Shale gas is natural gas that is locked up in shale rock formations. In 2000, shale gas as an energy source represented less than 2 percent of total U.S. natural gas production. By 2012, that figure had leapt to 37 percent. A wide variety of authorities, including Daniel Yergin’s company IHS, now estimate that by 2020, shale gas could be responsible for half or more of the total U.S. natural gas supply and could sustain increasing energy independence in the Western world.
Currently, the potential for shale gas development on the North American continent is represented by a base supply estimated at over 2,000 trillion cubic feet, which could help power the U.S. for the next century and support the revival of manufacturing in the United States. Additional resources around the world should assist in sustaining other economies as well. Both Canada and Mexico have significant shale gas resources. Substantial sources of shale gas are also found in some parts of Europe, Argentina, and South Africa.
The unconventional gas revolution is now reaching to China, where rapid economic development requires it to step up development of its domestic energy resources. In addition, natural gas from shale could help China reduce air pollution and environmental problems. Chinese companies have already signed agreements with Western firms to explore shale gas opportunities, and the Chinese government has also signed an understanding with the United States to promote shale gas development.
In his book The Quest: Energy, Security, and the Remaking of the Modern World, as well as in numerous media interviews, Daniel Yergin has traced the trajectory of the development of unconventional energy sources—both shale gas and what is called “tight oil” or “shale oil.” “Shale gas is the biggest energy innovation so far in the 21st century,” Yergin says. This is due to its scale, its rapid ascent within the energy economy, its demonstrated ability to lower costs, and the way in which it is transforming the North American energy marketplace.
Yet the entrepreneurs and innovators whose work made the current boom in shale gas development possible faced large technological, political, and infrastructure-based obstacles.
For generations, people had realized that deposits of hard-as-concrete shale rock formations contained large amounts of natural gas. The problem lay in accessing it. The first natural gas well in the United States was drilled in 1821 in Fredonia, New York, and as with the new supplies today, its source was shale rock. But commercial exploitation of shale gas languished for almost two centuries because the technology did not exist to make extraction commercially viable.
In the 1980s and 90s, experiments began in the Barnett Shale in Texas, led by George Mitchell of Mitchell Energy . Taking advantage of new federal tax credits designed to promote development of unconventional natural gas resources, Mitchell Energy refined the process of hydraulic fracturing by “trial and error.” Success was achieved at the end of the 1990s. By 2003, hydraulic fracturing had been combined with a new advance—horizontal drilling—and together, they established the practicality of shale gas development.

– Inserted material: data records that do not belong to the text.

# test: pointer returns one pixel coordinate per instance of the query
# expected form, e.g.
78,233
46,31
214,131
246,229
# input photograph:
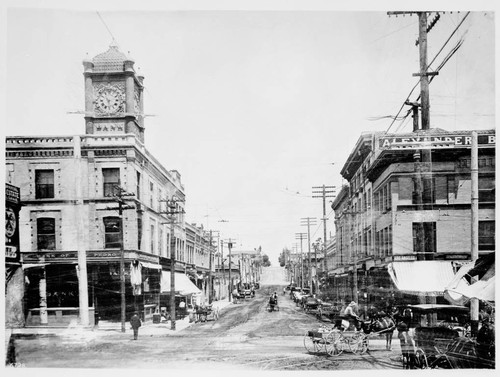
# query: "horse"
383,324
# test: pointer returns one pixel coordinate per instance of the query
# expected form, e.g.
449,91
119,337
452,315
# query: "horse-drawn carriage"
327,311
347,334
206,312
441,339
310,304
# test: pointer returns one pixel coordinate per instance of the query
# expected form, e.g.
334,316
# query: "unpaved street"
245,337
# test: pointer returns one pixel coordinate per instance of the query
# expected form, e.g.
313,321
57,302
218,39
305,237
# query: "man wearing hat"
135,322
350,313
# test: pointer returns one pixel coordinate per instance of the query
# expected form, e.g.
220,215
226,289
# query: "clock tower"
113,95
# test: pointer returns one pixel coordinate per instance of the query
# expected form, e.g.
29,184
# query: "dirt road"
246,337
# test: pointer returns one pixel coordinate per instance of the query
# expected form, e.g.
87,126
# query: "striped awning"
183,285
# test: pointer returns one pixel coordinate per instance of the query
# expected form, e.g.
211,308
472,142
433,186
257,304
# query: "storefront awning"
152,266
183,285
458,291
421,277
482,290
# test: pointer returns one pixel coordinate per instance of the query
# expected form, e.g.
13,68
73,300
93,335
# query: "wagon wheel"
420,359
441,362
318,314
334,343
358,343
313,345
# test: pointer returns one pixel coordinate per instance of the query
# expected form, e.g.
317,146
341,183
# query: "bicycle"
338,341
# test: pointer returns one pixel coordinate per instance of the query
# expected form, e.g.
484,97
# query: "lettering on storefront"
103,255
435,142
404,257
11,252
12,206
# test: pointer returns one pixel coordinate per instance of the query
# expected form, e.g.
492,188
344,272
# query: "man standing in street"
182,308
135,322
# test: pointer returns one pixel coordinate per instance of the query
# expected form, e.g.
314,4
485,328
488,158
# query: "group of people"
273,301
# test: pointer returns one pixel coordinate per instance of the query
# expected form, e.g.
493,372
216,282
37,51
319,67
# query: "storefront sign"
435,142
403,257
12,206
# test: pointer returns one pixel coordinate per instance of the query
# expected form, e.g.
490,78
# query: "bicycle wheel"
313,345
421,359
334,343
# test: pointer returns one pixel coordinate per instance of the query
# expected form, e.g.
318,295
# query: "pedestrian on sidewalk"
135,322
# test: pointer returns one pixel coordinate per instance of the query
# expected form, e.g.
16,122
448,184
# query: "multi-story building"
198,251
71,220
249,264
14,277
397,210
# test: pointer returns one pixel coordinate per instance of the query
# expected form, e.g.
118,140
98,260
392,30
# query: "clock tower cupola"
113,95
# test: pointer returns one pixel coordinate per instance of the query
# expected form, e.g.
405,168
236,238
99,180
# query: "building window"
112,239
44,184
424,232
139,233
428,191
46,233
111,179
486,235
486,189
138,186
160,240
152,239
151,194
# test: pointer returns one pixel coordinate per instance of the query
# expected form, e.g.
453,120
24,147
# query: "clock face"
109,101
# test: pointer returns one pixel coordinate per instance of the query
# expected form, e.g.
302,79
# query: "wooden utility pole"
326,192
210,269
474,170
301,236
308,221
119,195
229,247
222,259
422,157
171,212
83,298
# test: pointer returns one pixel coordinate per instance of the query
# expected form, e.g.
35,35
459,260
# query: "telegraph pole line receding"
308,221
325,192
119,195
301,236
172,210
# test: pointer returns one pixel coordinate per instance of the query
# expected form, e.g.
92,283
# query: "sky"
254,103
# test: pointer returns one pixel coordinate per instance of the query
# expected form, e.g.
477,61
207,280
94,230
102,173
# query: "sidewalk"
107,327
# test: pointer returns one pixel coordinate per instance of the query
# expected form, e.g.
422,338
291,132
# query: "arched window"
46,233
112,239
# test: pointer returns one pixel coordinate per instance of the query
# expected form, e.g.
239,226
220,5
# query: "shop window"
138,186
112,237
486,189
152,239
139,233
111,181
46,233
44,184
425,231
160,240
486,235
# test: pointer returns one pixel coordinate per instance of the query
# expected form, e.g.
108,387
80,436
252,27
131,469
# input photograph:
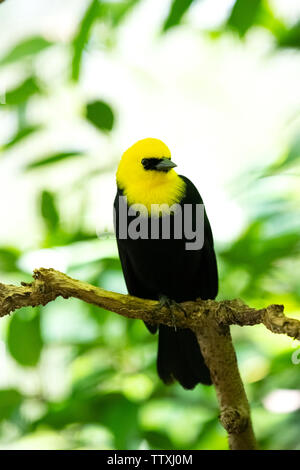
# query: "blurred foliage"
88,377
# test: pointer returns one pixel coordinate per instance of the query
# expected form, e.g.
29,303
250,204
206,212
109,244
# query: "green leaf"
101,115
8,259
10,400
20,135
243,15
177,10
24,339
49,210
82,37
52,159
116,11
27,48
292,157
291,38
22,92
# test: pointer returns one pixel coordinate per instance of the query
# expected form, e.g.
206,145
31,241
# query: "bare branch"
49,284
209,319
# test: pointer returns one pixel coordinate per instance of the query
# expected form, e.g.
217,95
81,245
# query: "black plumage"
164,267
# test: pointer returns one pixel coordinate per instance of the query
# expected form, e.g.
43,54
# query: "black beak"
165,164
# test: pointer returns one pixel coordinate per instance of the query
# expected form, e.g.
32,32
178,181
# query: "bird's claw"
165,301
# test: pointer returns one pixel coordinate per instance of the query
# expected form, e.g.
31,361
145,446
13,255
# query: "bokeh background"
80,81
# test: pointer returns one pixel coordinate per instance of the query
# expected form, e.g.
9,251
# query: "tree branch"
209,319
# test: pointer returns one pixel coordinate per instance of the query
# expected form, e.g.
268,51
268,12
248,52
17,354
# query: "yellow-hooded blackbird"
166,250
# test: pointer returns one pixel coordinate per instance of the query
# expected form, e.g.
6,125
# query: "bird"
161,267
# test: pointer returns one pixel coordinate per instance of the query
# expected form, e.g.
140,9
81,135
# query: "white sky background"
221,106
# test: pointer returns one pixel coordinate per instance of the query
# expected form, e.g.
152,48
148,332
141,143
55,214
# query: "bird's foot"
171,305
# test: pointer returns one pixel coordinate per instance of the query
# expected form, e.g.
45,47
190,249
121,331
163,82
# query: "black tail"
179,358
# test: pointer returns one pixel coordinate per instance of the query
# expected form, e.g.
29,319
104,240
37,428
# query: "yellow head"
146,174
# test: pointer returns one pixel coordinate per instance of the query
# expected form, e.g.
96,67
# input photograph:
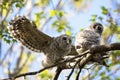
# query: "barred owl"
89,38
54,48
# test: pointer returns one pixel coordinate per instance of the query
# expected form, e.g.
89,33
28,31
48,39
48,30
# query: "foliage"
47,13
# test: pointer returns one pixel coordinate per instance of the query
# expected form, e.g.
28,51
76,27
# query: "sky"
76,20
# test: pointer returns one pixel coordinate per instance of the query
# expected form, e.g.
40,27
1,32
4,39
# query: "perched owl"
54,48
88,38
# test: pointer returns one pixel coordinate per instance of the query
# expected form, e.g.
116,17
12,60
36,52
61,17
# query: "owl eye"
98,27
64,38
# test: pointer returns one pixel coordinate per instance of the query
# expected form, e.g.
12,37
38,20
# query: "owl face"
97,27
64,41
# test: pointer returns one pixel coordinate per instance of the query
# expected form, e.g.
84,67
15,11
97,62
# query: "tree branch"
83,62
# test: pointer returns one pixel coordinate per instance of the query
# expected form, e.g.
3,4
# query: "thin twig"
68,77
58,71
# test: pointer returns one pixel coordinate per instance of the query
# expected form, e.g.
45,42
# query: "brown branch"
93,50
68,78
58,71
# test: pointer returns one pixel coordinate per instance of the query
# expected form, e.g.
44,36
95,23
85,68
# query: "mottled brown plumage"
89,38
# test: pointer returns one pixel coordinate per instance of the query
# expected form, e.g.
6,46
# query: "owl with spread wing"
88,38
27,33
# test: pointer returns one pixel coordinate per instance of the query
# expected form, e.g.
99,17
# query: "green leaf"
94,16
104,10
68,32
52,13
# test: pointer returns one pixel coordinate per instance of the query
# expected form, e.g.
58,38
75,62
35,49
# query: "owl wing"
27,33
73,51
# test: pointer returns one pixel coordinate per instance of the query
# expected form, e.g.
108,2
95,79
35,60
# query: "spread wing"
26,32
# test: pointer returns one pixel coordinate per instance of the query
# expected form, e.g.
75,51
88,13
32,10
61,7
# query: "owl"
88,38
54,48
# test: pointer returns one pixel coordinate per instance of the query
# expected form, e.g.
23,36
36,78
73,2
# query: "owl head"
64,41
97,27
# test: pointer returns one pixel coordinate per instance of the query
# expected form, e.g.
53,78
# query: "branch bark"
83,62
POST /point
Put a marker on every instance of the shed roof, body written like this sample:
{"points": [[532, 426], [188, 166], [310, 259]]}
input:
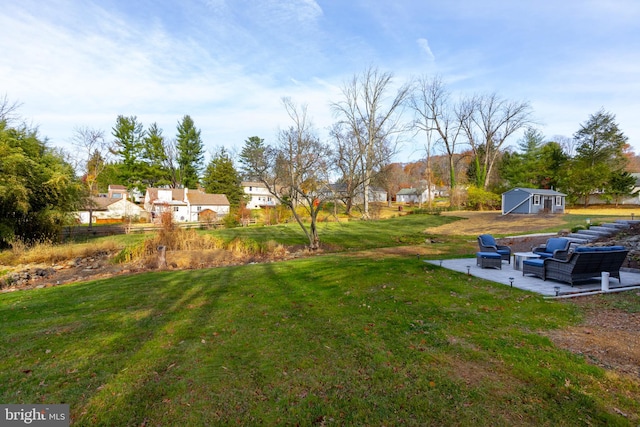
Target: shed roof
{"points": [[541, 191]]}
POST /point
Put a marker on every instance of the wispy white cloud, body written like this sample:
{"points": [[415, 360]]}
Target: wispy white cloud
{"points": [[424, 45]]}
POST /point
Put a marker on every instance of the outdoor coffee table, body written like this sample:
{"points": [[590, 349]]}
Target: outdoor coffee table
{"points": [[518, 257]]}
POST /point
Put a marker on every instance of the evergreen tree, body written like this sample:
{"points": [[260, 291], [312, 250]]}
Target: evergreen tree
{"points": [[190, 152], [154, 153], [600, 154], [128, 134], [221, 177]]}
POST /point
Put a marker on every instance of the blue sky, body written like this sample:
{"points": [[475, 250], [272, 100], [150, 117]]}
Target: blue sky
{"points": [[228, 63]]}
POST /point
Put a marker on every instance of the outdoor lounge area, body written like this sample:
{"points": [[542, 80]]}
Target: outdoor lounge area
{"points": [[511, 277]]}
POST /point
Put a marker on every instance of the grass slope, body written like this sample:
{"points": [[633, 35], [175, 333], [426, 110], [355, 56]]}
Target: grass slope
{"points": [[337, 339]]}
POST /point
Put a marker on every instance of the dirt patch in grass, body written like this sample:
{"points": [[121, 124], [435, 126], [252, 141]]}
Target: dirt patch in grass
{"points": [[608, 337], [494, 222]]}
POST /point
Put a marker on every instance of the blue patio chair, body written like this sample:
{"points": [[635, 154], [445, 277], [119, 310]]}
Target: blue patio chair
{"points": [[488, 244]]}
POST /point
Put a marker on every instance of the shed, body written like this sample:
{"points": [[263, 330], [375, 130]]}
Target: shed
{"points": [[532, 201]]}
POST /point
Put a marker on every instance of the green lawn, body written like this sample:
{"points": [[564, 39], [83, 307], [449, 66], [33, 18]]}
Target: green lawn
{"points": [[328, 340]]}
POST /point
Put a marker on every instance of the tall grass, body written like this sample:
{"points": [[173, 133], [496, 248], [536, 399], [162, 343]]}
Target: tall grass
{"points": [[46, 252], [339, 339]]}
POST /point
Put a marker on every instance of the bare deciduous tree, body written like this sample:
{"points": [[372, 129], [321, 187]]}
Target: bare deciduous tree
{"points": [[295, 171], [373, 119], [435, 115], [91, 159], [488, 121]]}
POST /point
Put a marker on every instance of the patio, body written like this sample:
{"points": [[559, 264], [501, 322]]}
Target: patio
{"points": [[630, 279]]}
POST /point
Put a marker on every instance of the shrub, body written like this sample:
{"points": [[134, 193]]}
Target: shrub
{"points": [[481, 199]]}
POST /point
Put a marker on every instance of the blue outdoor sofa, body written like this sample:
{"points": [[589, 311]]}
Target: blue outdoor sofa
{"points": [[586, 262], [487, 243], [556, 247]]}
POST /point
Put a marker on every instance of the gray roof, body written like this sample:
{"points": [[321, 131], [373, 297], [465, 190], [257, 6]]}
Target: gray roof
{"points": [[541, 191]]}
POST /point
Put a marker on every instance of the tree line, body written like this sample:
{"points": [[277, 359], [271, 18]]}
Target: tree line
{"points": [[463, 139]]}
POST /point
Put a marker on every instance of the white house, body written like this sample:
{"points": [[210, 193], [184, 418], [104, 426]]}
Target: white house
{"points": [[186, 205], [414, 195], [111, 209], [259, 195]]}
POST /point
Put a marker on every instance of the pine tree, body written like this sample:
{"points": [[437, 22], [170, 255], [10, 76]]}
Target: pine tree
{"points": [[190, 153], [221, 177], [128, 134]]}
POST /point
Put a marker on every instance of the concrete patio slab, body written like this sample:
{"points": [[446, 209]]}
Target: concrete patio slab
{"points": [[534, 284]]}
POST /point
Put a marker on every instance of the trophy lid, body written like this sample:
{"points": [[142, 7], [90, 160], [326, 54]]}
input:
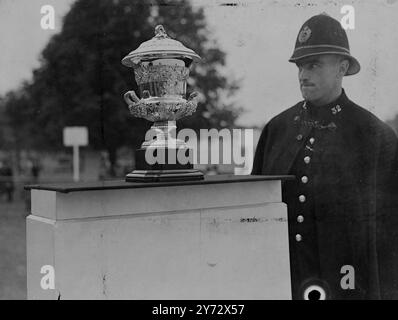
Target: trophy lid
{"points": [[160, 46]]}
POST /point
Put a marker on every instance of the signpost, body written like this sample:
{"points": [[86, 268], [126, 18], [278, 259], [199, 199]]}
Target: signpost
{"points": [[75, 137]]}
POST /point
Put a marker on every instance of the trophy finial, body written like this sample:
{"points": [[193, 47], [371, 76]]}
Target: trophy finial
{"points": [[160, 32]]}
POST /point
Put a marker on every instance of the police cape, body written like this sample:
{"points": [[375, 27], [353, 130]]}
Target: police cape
{"points": [[351, 190]]}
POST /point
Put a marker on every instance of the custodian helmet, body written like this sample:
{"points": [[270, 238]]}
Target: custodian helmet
{"points": [[322, 34]]}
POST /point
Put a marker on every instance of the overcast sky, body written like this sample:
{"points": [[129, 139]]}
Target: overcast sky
{"points": [[258, 37]]}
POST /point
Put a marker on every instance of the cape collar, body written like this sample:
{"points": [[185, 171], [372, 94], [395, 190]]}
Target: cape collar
{"points": [[330, 109]]}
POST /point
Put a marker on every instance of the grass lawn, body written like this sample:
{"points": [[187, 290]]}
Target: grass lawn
{"points": [[12, 249]]}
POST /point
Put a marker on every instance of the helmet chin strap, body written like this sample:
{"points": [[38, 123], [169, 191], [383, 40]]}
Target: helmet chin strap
{"points": [[314, 292]]}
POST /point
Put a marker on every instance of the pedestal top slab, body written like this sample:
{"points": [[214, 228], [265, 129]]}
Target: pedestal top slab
{"points": [[121, 184]]}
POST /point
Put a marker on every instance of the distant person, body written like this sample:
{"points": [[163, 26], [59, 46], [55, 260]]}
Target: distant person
{"points": [[7, 182], [35, 171]]}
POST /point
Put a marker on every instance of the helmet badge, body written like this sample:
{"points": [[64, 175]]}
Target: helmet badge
{"points": [[304, 34]]}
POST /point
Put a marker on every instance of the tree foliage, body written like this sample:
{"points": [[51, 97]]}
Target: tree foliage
{"points": [[81, 81]]}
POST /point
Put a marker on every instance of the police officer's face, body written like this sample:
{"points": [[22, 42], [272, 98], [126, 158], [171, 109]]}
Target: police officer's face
{"points": [[320, 77]]}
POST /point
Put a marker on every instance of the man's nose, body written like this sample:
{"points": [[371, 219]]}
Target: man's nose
{"points": [[303, 74]]}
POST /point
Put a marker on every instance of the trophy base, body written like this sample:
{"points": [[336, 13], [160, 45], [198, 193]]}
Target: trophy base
{"points": [[164, 175], [169, 168]]}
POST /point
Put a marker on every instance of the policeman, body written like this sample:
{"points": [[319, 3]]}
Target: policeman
{"points": [[342, 215]]}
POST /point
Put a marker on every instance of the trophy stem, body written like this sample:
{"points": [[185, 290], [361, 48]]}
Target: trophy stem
{"points": [[165, 136]]}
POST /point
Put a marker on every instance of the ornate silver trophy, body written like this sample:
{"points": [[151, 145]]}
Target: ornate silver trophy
{"points": [[161, 69]]}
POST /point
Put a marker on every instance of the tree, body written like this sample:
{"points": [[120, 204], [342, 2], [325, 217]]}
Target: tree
{"points": [[81, 80]]}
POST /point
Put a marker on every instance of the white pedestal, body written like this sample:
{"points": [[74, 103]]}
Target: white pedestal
{"points": [[222, 238]]}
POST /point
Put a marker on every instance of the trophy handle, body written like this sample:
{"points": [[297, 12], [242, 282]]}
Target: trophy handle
{"points": [[130, 97]]}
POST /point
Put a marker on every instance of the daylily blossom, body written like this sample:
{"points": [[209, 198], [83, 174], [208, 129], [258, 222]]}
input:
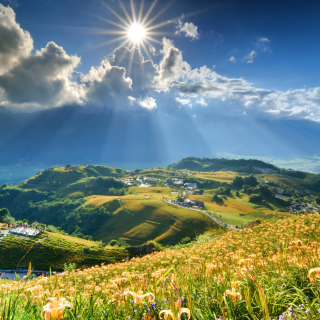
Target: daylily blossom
{"points": [[234, 294], [317, 271], [138, 297], [55, 308], [173, 314], [167, 313]]}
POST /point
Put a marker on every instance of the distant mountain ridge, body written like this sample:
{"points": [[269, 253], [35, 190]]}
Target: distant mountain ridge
{"points": [[215, 164], [77, 135]]}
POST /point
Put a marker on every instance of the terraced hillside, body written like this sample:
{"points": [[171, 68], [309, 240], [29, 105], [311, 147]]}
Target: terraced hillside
{"points": [[101, 203], [54, 250]]}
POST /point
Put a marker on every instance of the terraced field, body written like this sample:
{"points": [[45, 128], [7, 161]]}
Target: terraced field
{"points": [[142, 219], [54, 250]]}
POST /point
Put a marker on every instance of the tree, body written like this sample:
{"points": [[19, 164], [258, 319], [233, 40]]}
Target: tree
{"points": [[251, 181], [3, 214], [238, 182], [255, 198]]}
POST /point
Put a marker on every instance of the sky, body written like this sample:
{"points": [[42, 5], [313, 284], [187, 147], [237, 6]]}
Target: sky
{"points": [[199, 62]]}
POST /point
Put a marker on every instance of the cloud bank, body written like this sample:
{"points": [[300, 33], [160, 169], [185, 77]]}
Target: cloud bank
{"points": [[124, 80]]}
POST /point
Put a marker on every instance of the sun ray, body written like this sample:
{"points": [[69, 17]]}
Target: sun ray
{"points": [[126, 12], [111, 22], [153, 40], [148, 13], [140, 12], [115, 13], [146, 49], [133, 11], [147, 23]]}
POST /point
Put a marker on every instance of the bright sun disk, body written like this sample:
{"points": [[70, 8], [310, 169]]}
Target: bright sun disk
{"points": [[136, 32]]}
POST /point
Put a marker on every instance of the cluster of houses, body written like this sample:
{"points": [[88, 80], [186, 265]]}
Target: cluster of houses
{"points": [[179, 182], [296, 207], [265, 170], [189, 203], [139, 181]]}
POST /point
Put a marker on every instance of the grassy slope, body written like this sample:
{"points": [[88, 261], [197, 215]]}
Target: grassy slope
{"points": [[145, 219], [54, 251], [138, 228]]}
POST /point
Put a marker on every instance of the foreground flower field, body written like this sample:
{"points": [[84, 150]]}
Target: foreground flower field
{"points": [[269, 271]]}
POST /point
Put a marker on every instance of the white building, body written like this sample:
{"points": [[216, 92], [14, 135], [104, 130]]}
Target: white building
{"points": [[190, 186]]}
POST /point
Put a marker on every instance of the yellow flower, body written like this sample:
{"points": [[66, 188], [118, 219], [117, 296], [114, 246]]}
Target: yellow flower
{"points": [[138, 297], [317, 271], [234, 294], [55, 308], [167, 313]]}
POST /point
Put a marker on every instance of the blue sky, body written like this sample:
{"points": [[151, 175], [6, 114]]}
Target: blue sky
{"points": [[213, 68], [257, 58]]}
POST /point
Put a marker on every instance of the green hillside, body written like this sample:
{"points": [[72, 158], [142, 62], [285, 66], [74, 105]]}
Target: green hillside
{"points": [[54, 250], [206, 164], [84, 201]]}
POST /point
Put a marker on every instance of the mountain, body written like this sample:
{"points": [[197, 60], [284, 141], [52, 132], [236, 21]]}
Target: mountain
{"points": [[103, 203], [78, 135]]}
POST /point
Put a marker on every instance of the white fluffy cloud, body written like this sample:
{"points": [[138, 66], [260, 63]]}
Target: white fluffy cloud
{"points": [[42, 79], [188, 29], [148, 103], [171, 66], [108, 86], [263, 39], [236, 93], [183, 102], [250, 56], [142, 72], [15, 43], [202, 102]]}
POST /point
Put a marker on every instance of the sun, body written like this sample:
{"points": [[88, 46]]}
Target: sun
{"points": [[134, 28], [136, 33]]}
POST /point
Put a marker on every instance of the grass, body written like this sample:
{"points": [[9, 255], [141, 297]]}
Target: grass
{"points": [[265, 272], [150, 219], [54, 251]]}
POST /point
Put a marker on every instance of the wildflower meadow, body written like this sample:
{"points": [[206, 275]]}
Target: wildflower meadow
{"points": [[266, 272]]}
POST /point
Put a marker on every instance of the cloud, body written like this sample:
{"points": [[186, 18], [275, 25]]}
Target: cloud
{"points": [[142, 72], [236, 95], [107, 86], [183, 101], [188, 29], [148, 103], [15, 43], [250, 56], [153, 50], [43, 79], [202, 102], [171, 66]]}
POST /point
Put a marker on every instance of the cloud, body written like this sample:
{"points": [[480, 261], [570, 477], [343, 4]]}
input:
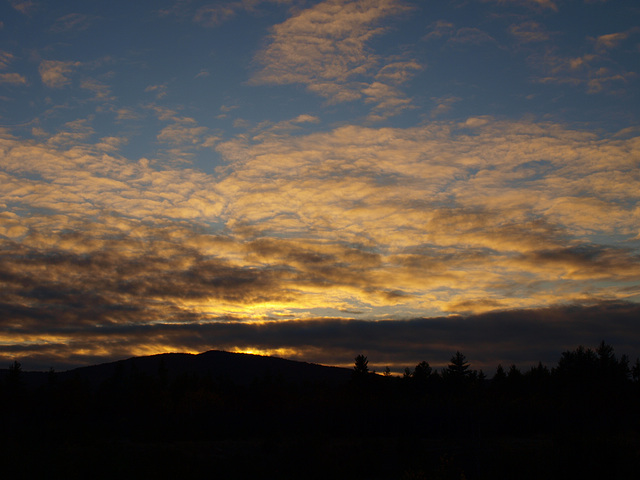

As shale gas development has grown in recent years, so has the focus on addressing the environmental questions associated with it—of which the most significant is the disposal of waste water. A committee that reported to U.S. Energy Secretary Steven Chu in 2011 outlined an agenda addressing environmental concerns, including “best practices” in regulation and operations, technological innovation, and community engagement. Meanwhile, shale gas will continue to take market share in the generation of electric power away from coal, and is also having an effect on renewable energy such as wind and solar because of its low cost.
The Obama administration, as well as governors of many states, has become supportive of shale gas development because of its large impact on job creation, economic development, and U.S. competitiveness in global markets. Shale gas has established itself as an important new source for diversifying U.S. energy supply and helping to make the United States more resilient in terms of its energy options.